The AFI DOCS documentary film festival announced its full slate of 84 movies today , and the list includes several films that touch on issues with contemporary political currency.  

At a time when the public and its representatives in Congress are exploring the extent of the government’s surveillance of everyday citizens, the movie “1971” touches on a decades-old incident that shows such topics are perennial in American society. Johanna Hamilton’s picture is about a March 1971 break-in at an FBI office in Media, Pa., by activists calling themselves the Citizens Commission to Investigate the FBI, who stole top secret files on the agency’s domestic surveillance program and sent them to news organizations. Betty Medsger’s book, “The Burglary,” released earlier this year, is also about the case.  

In the same vein, Kate Davis and David Heilbroner’s “The Newburgh Sting” is about a more contemporary FBI case, and explores whether the bureau entrapped four men who were later convicted of terrorism.

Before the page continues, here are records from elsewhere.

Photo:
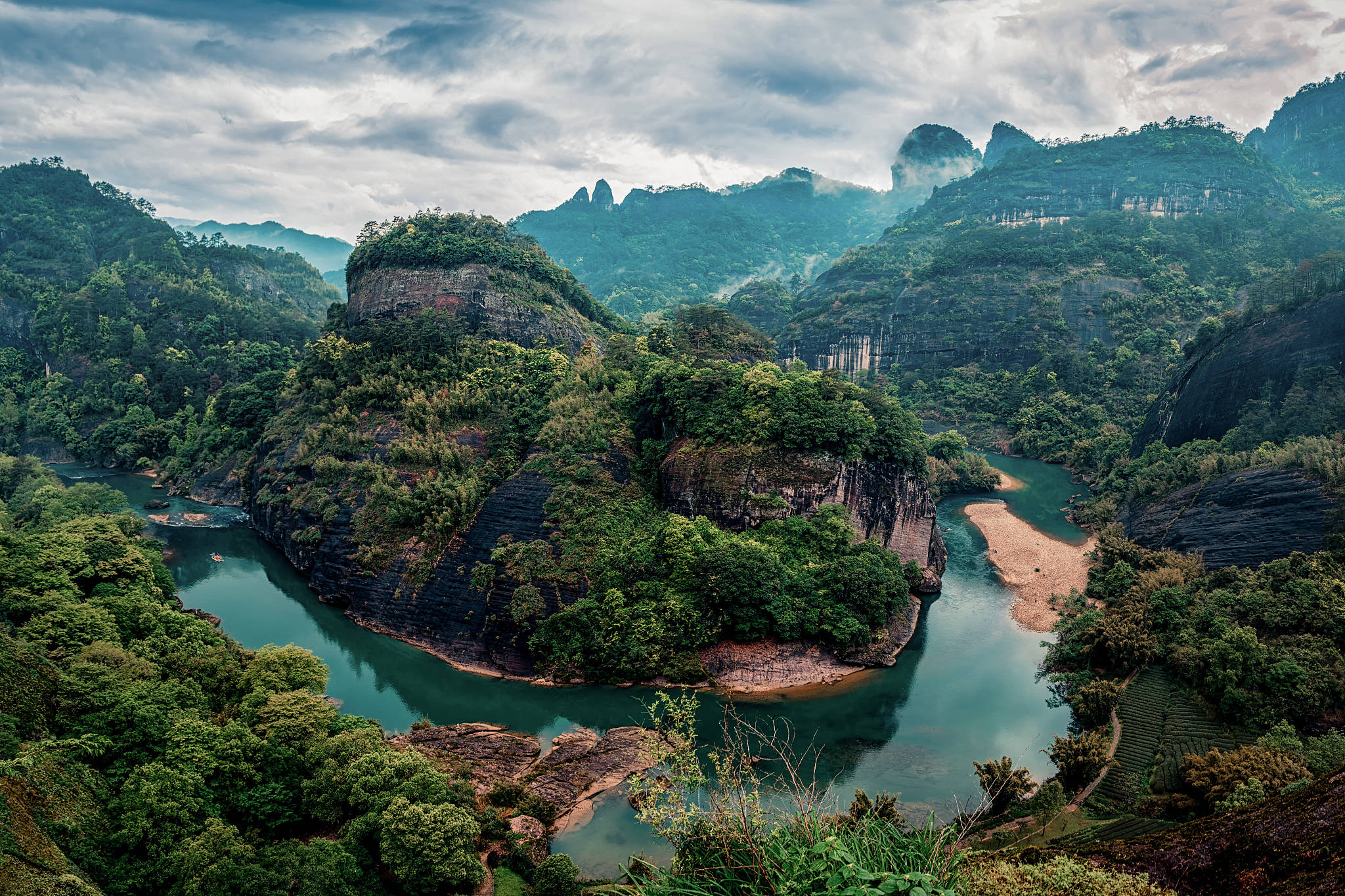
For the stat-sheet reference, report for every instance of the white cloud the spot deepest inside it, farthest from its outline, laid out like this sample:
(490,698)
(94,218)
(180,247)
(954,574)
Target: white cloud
(326,114)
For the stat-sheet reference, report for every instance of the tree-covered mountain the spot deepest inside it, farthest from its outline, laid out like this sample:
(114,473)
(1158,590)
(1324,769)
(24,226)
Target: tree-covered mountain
(120,337)
(327,254)
(658,249)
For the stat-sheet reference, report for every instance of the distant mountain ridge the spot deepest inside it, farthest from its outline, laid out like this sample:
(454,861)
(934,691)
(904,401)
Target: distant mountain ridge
(670,246)
(324,253)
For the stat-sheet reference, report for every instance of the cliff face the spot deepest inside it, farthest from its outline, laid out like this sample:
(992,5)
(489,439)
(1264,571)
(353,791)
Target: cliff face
(743,486)
(1206,398)
(479,295)
(1242,519)
(1003,140)
(1305,133)
(956,322)
(445,617)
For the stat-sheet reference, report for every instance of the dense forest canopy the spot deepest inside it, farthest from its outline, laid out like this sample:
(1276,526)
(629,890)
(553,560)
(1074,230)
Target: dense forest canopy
(123,335)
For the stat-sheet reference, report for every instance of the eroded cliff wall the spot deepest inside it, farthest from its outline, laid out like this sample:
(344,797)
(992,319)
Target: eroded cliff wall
(1206,398)
(743,486)
(1242,519)
(479,295)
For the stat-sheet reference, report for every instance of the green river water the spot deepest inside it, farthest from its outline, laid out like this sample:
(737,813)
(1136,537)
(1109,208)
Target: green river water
(965,688)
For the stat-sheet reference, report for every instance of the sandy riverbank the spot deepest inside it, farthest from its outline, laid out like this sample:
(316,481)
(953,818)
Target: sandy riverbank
(1036,566)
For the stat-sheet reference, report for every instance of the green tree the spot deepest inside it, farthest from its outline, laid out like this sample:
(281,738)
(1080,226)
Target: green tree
(1002,784)
(431,847)
(948,445)
(556,876)
(1048,802)
(1079,758)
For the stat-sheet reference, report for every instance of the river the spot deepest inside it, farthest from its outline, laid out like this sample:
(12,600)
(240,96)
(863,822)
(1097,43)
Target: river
(965,688)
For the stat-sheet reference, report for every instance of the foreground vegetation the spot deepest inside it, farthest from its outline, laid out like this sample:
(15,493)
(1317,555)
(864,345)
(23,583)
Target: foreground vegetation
(144,752)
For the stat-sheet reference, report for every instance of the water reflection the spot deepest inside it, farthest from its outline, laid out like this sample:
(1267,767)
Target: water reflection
(963,689)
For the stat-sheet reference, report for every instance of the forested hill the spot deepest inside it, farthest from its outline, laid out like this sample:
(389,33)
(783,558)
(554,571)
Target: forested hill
(323,253)
(674,246)
(119,336)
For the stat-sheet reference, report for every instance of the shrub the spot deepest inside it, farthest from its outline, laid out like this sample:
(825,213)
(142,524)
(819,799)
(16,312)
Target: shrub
(1061,876)
(1003,784)
(1048,802)
(556,876)
(1219,773)
(1094,702)
(1079,759)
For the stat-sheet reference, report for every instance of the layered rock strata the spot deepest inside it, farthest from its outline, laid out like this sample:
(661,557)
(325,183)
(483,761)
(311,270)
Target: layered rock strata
(1241,519)
(579,767)
(477,293)
(741,486)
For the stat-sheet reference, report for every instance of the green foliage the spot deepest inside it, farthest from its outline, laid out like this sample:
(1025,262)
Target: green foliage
(1079,758)
(1060,876)
(1002,784)
(556,876)
(1259,645)
(1048,802)
(1094,702)
(433,240)
(430,847)
(201,767)
(947,445)
(680,246)
(160,347)
(1218,775)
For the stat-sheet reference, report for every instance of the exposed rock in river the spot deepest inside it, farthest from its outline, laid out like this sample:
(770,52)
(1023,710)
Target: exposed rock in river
(579,767)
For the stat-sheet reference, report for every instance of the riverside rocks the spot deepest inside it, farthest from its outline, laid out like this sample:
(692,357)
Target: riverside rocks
(1241,519)
(579,767)
(740,486)
(471,292)
(775,666)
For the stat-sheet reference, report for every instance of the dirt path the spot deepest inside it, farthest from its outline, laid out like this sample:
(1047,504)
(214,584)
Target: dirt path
(1036,566)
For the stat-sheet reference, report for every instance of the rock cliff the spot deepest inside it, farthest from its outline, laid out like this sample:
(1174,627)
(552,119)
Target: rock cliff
(1206,398)
(743,486)
(1305,133)
(992,317)
(1003,140)
(579,767)
(445,616)
(486,297)
(1242,519)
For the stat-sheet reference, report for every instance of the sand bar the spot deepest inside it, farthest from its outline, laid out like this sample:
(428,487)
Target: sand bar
(1036,566)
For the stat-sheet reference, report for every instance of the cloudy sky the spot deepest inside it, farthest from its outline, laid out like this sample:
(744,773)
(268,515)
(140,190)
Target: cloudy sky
(328,113)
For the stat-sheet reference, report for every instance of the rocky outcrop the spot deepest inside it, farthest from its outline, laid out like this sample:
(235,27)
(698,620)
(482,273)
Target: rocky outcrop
(975,317)
(1206,398)
(1305,132)
(740,486)
(579,767)
(776,666)
(1003,140)
(16,327)
(1241,519)
(468,628)
(217,486)
(485,297)
(933,155)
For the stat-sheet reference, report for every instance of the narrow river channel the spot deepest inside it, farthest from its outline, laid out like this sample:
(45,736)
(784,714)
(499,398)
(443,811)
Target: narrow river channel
(966,688)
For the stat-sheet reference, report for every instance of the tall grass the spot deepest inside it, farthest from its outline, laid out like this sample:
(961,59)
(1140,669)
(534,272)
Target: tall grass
(751,819)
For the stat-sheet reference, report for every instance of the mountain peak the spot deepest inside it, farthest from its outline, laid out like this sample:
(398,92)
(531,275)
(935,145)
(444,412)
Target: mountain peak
(1003,140)
(931,155)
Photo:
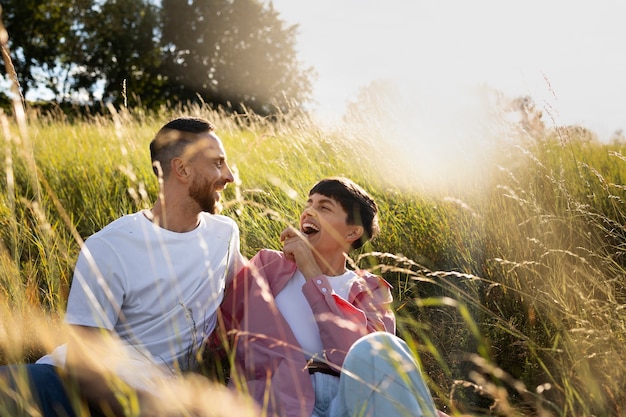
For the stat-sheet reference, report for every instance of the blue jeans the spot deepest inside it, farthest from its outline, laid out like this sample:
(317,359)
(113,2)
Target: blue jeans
(25,388)
(380,377)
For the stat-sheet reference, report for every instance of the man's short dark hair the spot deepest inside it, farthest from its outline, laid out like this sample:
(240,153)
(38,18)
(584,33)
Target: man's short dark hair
(172,139)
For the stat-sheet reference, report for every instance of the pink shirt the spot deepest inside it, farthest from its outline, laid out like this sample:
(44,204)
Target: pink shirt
(269,363)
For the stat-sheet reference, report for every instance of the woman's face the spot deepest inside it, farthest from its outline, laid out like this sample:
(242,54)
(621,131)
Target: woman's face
(323,221)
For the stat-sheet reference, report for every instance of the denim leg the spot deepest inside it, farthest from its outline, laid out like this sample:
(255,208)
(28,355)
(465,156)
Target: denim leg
(325,387)
(380,377)
(30,389)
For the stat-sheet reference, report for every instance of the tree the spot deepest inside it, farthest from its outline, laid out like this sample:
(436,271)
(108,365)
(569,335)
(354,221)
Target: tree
(121,50)
(41,35)
(232,53)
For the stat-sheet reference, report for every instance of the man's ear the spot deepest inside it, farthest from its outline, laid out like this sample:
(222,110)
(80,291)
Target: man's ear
(355,233)
(179,169)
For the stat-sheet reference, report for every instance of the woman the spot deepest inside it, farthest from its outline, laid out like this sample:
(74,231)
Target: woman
(313,338)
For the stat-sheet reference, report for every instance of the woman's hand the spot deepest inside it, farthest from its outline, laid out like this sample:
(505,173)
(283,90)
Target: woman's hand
(297,248)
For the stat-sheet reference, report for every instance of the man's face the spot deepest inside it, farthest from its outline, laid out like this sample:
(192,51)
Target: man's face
(210,173)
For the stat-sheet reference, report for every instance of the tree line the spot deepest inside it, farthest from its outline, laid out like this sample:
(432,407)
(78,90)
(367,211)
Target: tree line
(234,54)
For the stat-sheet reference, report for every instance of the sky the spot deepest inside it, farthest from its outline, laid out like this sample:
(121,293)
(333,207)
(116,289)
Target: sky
(568,56)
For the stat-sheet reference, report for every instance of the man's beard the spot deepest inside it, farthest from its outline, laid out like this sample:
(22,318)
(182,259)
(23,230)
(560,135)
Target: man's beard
(203,192)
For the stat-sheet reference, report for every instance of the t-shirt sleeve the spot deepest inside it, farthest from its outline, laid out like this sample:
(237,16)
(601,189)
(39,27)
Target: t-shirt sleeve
(97,289)
(236,260)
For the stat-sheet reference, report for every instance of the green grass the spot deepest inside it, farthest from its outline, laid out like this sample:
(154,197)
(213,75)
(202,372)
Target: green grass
(509,282)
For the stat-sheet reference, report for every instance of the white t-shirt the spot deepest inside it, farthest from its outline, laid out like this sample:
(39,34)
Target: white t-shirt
(296,309)
(158,290)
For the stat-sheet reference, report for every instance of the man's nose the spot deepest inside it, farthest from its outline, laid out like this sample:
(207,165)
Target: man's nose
(228,174)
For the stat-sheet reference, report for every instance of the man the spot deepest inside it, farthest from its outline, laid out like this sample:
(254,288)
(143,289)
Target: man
(146,287)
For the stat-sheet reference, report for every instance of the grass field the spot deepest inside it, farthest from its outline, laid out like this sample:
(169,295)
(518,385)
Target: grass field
(508,272)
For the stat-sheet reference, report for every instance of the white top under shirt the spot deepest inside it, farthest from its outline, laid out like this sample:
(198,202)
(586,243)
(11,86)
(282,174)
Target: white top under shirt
(158,290)
(294,306)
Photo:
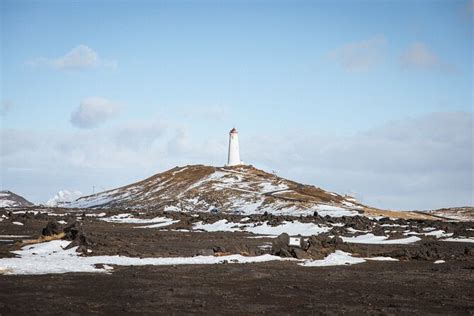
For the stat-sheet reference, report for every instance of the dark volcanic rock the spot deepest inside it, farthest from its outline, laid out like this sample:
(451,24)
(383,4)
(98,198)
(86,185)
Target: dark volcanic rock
(321,245)
(52,228)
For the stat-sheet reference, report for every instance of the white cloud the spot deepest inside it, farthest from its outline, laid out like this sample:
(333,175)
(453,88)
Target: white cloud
(419,56)
(211,112)
(93,111)
(418,163)
(361,55)
(79,58)
(139,134)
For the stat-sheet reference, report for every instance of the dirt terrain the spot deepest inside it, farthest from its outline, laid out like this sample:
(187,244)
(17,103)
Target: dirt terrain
(414,284)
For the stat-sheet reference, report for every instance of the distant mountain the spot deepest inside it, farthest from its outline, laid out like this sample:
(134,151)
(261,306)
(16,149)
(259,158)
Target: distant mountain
(463,214)
(239,189)
(63,198)
(10,199)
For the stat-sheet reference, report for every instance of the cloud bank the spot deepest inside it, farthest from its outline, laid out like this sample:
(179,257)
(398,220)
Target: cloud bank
(418,56)
(416,163)
(93,111)
(360,55)
(81,57)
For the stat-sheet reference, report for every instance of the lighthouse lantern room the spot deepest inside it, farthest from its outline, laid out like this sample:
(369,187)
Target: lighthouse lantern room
(234,155)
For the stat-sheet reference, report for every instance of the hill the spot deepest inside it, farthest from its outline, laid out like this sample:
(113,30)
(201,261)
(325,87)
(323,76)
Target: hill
(240,189)
(10,199)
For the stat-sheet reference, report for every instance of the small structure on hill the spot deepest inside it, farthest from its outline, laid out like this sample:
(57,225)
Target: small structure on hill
(233,158)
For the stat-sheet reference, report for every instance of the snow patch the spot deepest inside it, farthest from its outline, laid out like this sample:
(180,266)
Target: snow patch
(372,239)
(337,258)
(51,258)
(63,197)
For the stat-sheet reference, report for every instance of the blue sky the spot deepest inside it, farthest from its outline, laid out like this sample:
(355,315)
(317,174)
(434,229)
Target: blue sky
(104,93)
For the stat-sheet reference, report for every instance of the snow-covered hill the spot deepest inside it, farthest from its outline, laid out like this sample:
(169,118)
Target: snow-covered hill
(63,198)
(10,199)
(240,189)
(463,214)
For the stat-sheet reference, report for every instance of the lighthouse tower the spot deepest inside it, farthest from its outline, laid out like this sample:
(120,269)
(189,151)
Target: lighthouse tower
(234,155)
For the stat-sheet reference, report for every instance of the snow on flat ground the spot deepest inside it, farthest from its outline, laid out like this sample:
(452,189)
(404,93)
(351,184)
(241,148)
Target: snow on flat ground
(127,218)
(434,233)
(291,228)
(51,257)
(459,239)
(335,259)
(372,239)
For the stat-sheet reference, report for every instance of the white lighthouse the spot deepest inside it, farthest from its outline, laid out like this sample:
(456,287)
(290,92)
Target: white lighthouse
(234,155)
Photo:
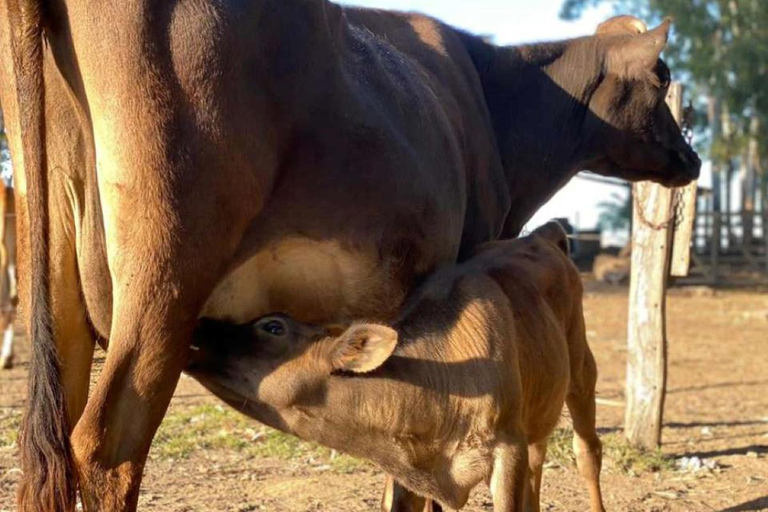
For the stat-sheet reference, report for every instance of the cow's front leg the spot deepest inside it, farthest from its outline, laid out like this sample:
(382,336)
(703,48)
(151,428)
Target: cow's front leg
(168,242)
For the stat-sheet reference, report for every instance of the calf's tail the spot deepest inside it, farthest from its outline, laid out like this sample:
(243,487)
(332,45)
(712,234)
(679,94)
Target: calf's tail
(49,481)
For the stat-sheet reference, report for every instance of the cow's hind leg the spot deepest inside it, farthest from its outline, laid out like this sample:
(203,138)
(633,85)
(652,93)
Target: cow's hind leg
(586,444)
(169,240)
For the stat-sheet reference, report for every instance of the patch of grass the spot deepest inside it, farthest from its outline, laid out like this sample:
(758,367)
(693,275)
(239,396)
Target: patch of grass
(629,458)
(214,427)
(10,423)
(616,449)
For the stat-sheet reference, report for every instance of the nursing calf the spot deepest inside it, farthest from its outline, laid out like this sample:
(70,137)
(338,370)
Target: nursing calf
(465,387)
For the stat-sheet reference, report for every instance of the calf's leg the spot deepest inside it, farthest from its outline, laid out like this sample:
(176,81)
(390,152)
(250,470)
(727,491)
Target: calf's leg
(586,444)
(509,480)
(399,499)
(537,453)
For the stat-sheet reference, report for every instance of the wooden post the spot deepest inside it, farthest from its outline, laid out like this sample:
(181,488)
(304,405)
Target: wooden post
(684,205)
(646,336)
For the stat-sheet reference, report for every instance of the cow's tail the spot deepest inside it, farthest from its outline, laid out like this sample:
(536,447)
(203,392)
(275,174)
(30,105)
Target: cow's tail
(49,479)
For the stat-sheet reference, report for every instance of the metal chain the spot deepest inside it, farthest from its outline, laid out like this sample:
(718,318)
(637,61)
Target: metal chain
(677,209)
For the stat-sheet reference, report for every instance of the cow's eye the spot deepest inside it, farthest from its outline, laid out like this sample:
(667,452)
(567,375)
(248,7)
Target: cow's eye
(274,327)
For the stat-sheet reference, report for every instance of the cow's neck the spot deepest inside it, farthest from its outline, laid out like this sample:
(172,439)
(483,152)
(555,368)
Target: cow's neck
(537,97)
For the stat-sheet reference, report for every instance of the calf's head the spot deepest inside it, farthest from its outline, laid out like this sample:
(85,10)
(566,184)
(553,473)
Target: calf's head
(280,362)
(631,131)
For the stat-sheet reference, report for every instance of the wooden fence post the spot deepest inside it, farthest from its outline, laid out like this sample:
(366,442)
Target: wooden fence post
(653,226)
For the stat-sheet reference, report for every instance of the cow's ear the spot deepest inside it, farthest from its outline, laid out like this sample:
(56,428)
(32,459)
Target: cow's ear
(362,348)
(630,55)
(621,25)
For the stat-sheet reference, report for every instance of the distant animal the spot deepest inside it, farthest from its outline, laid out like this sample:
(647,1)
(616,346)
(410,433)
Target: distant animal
(229,159)
(8,297)
(465,386)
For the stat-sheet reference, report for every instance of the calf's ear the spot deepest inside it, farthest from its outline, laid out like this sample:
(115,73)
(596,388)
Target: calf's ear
(364,347)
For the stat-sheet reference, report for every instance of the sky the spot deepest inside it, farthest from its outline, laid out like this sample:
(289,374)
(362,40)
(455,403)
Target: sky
(514,22)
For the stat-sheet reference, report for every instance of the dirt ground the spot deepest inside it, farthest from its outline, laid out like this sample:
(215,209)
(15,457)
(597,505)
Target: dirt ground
(207,457)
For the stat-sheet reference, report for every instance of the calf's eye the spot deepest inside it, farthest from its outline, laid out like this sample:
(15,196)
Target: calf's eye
(274,327)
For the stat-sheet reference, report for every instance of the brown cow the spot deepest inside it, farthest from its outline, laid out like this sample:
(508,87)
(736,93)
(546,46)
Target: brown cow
(8,298)
(247,157)
(465,387)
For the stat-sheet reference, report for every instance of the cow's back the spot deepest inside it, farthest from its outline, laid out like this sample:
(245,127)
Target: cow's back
(374,193)
(440,51)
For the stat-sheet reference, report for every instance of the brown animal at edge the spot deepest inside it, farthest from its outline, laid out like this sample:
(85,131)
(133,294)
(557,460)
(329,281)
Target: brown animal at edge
(239,158)
(8,297)
(465,386)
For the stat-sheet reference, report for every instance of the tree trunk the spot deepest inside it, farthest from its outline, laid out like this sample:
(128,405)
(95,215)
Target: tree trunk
(749,173)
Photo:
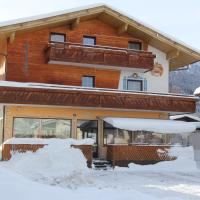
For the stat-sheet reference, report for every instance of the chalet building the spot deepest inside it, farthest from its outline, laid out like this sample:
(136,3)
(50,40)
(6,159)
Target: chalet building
(90,72)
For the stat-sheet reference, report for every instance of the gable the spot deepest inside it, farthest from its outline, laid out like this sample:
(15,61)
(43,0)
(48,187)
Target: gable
(178,54)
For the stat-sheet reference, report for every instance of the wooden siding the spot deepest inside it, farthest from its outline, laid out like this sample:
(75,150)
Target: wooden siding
(26,57)
(99,55)
(8,149)
(122,155)
(96,98)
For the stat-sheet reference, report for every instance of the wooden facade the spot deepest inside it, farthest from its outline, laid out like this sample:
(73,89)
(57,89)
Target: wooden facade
(26,60)
(27,54)
(96,98)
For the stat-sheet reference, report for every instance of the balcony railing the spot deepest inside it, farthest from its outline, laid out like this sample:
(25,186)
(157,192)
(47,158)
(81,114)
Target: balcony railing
(55,95)
(94,55)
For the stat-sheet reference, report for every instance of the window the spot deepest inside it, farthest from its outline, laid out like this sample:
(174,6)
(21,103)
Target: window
(58,37)
(135,45)
(88,129)
(89,40)
(88,81)
(136,85)
(114,135)
(41,128)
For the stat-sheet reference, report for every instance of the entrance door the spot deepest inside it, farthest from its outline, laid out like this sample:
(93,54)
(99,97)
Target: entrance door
(88,129)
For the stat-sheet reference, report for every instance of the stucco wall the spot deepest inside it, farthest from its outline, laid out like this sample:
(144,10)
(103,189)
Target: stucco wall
(158,84)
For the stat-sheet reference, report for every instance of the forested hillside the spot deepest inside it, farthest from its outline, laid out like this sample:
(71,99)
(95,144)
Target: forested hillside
(185,81)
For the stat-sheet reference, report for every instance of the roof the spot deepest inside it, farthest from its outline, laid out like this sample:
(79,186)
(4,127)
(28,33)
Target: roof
(180,54)
(185,116)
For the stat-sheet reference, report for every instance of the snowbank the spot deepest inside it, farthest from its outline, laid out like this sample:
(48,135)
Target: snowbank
(70,141)
(153,125)
(184,162)
(56,163)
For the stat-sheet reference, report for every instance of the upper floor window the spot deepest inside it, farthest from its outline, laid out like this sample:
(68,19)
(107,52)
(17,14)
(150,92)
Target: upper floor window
(135,45)
(88,81)
(89,40)
(136,85)
(58,37)
(134,82)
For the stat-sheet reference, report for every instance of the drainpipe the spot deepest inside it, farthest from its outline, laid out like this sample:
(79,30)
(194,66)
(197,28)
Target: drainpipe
(5,56)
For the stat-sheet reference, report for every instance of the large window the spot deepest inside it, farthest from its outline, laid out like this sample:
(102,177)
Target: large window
(114,135)
(89,40)
(88,81)
(41,128)
(58,37)
(135,45)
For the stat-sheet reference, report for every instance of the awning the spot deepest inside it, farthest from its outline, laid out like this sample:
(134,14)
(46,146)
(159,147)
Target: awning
(152,125)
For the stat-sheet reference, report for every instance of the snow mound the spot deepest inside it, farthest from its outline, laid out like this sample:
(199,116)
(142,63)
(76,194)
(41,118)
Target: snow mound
(184,162)
(70,141)
(56,164)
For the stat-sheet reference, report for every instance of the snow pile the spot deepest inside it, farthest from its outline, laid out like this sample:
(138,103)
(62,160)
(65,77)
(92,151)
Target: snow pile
(184,162)
(153,125)
(70,141)
(56,164)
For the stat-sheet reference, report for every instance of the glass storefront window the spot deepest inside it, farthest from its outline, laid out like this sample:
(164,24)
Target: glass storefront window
(88,129)
(114,135)
(41,128)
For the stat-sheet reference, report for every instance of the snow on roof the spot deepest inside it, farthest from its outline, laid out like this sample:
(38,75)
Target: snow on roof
(47,15)
(152,125)
(191,116)
(78,88)
(57,13)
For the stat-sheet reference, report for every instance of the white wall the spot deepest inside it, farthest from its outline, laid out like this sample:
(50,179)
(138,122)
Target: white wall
(158,84)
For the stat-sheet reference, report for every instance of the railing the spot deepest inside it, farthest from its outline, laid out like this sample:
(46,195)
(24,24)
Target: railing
(98,55)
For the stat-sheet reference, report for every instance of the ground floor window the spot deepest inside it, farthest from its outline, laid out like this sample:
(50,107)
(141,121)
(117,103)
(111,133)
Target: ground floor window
(41,128)
(88,129)
(114,135)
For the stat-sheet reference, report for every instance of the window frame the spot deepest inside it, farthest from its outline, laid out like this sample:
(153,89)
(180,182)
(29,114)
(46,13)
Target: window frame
(93,81)
(40,118)
(135,80)
(136,42)
(55,33)
(90,37)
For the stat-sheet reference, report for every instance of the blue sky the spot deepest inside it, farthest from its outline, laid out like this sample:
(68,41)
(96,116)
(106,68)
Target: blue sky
(179,18)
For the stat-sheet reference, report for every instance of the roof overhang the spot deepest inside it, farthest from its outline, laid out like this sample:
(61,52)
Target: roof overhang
(179,54)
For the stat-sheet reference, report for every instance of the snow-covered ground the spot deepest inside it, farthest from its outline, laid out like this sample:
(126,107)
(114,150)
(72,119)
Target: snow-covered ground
(57,172)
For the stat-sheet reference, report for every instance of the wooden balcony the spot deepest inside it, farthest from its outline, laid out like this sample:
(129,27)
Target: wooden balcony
(57,95)
(98,56)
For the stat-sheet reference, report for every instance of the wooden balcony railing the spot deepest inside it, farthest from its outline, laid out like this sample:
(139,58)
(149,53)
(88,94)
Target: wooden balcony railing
(65,53)
(44,94)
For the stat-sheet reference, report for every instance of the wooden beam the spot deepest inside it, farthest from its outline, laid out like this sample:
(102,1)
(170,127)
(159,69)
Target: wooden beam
(12,37)
(172,54)
(75,23)
(122,29)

Both movies were part of last month’s Tribeca Film Festival as well.  

Other politically themed movies on the schedule include “Silenced,” about government whistleblowers, and “We Are The Giant,” about the Arab Spring, as well as “Dangerous Acts Starring the Unstable Elements of Belarus,” about an underground acting troupe who risks imprisonment or worse in Belarus.  

The festival runs June 18-22, at multiple locations in Washington and Silver Spring, Md.